Ainsi peut-on faire de l’homme la « mesure de toutes choses » en matière de justice et d’injustice, sans pour autant tomber dans le positivisme et le relativisme, sans pour autant tomber dans l’arbitraire. 

On sait maintenant en quoi et pourquoi l’héroïne de Sophocle est fondée à récuser le jugement de Créon. Car c’est le point de vue d’Antigone, pour peu qu’on le débarrasse de ses présupposés culturels et de ses accents religieux ou affectifs, qui est finalement le plus universel, le plus proche de l’humanité raisonnable. 

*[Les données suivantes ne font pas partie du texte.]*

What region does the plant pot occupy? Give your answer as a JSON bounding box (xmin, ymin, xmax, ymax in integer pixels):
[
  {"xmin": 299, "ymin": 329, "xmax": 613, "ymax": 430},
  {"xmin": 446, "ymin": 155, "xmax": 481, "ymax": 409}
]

A Créon affirmant : « Tu es la seule, à Thèbes, à professer de telles opinions. », elle répond avec une grande lucidité : « Tous ceux qui m’entendent oseraient m’approuver, si la crainte ne leur fermait la bouche ». Et désignant le chœur – qui symbolise toujours la conscience collective de la Cité dans la tragédie grecque – elle ajoute : « Ils pensent comme moi, mais ils se mordent les lèvres. ». Face au tyran qui la condamne à mort pour avoir préféré son frère à la cité, elle pressent qu’elle pourrait partager son intime conviction avec l’humanité entière. Elle aperçoit l’idéal d’une fraternité plus haute. Et Créon lui-même, bien malgré lui pourtant, et pour son propre malheur, Créon le maître absolu de Thèbes devra finalement l’admettre :
Créon : -« Hélas ! je me dédis, non sans peine, mais il le faut. […] Ainsi, je me suis déjugé. Cette jeune fille que j’ai mise aux fers, je vais la délivrer moi-même. Le mieux, je le crains fort, est de respecter, jusqu’à la fin de ses jours, les lois fondamentales. » (Sophocle, Antigone, Cinquième épisode).